Inmediatamente se produjo una explosión de una violencia inusitada. La onda expansiva hizo caer la monumental araña, que se estrelló contra el suelo. El mobiliario parecía ser aspirado a través del gran ventanal, cuyos cristales pulverizados se diseminaban por la calzada. Miles de esquirlas rojas, verdes y azules llovían sobre los escombros. El humo gris y acre que inundaba el comedor se elevó en espesas columnas por la fachada. Al rugido que acompañó al cataclismo, sucedió un silencio asfixiante. Abajo, Lucas, después de aparcar, subió la ventanilla del coche que había robado una hora antes. Le horrorizaba el polvo y todavía más que las cosas no sucedieran como él había previsto.

Zofia apartó el aparador macizo que le había caído encima. Se frotó las rodillas y pasó por encima de un trinchero volcado. Observó el desorden que había a su alrededor. Bajo el armazón de la gran lámpara, desprovista de todos sus adornos, yacía el restaurador respirando con dificultad, entrecortadamente. Zofia se precipitó hacia él. El hombre gemía, destrozado por el dolor. La sangre afluía a sus pulmones y, cada vez que inspiraba, le comprimía un poco más el corazón. A lo lejos, las sirenas de los bomberos se propagaban por las calles de la ciudad.

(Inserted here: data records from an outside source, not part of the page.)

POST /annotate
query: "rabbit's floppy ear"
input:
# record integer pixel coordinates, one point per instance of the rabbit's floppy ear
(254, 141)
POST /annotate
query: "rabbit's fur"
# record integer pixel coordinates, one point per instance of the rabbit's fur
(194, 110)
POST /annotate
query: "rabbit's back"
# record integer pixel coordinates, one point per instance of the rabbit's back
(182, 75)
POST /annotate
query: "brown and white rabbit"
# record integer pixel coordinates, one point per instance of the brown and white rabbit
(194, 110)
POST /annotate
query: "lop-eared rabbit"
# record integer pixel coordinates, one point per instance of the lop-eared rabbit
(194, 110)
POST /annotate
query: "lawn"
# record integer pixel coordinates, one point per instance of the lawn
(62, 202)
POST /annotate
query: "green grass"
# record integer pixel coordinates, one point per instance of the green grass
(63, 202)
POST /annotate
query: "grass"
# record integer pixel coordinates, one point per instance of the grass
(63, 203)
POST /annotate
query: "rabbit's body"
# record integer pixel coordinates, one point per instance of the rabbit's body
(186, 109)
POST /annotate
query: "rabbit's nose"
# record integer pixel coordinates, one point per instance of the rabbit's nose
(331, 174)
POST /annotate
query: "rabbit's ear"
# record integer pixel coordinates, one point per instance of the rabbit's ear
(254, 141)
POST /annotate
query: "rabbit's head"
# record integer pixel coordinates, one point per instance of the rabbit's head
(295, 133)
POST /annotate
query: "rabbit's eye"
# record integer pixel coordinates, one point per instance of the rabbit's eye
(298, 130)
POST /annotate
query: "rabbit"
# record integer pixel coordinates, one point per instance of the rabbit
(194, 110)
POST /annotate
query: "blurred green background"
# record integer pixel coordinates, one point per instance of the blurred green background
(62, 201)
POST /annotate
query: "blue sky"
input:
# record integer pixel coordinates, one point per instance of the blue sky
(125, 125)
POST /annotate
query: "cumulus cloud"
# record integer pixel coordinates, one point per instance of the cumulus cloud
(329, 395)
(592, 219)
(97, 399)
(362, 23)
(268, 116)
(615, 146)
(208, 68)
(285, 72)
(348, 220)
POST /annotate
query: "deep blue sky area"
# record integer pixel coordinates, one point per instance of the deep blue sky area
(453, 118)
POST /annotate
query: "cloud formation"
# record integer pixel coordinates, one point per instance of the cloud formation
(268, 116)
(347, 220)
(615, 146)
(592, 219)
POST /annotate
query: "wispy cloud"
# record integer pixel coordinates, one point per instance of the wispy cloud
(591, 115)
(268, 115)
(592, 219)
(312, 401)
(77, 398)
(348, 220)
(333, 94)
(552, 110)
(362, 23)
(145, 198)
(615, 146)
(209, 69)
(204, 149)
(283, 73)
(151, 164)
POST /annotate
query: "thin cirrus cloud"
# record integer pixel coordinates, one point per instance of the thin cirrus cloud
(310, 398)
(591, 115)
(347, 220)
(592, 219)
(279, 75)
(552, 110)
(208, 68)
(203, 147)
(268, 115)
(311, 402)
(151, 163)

Zofia le suplicó a Liu que resistiera.

– No tiene usted precio -dijo el anciano chino sonriendo.

Ella le tomó la mano. Liu estrechó la suya y se la acercó al pecho, que silbaba como un neumático pinchado. Pese a su estado, sus ojos eran capaces de leer la verdad. Hizo acopio de sus últimas fuerzas para murmurar que, gracias a Zofia, no sentía ninguna inquietud. Sabía que, sumido en el sueño eterno, no roncaría. Rió, lo que le provocó un acceso de tos.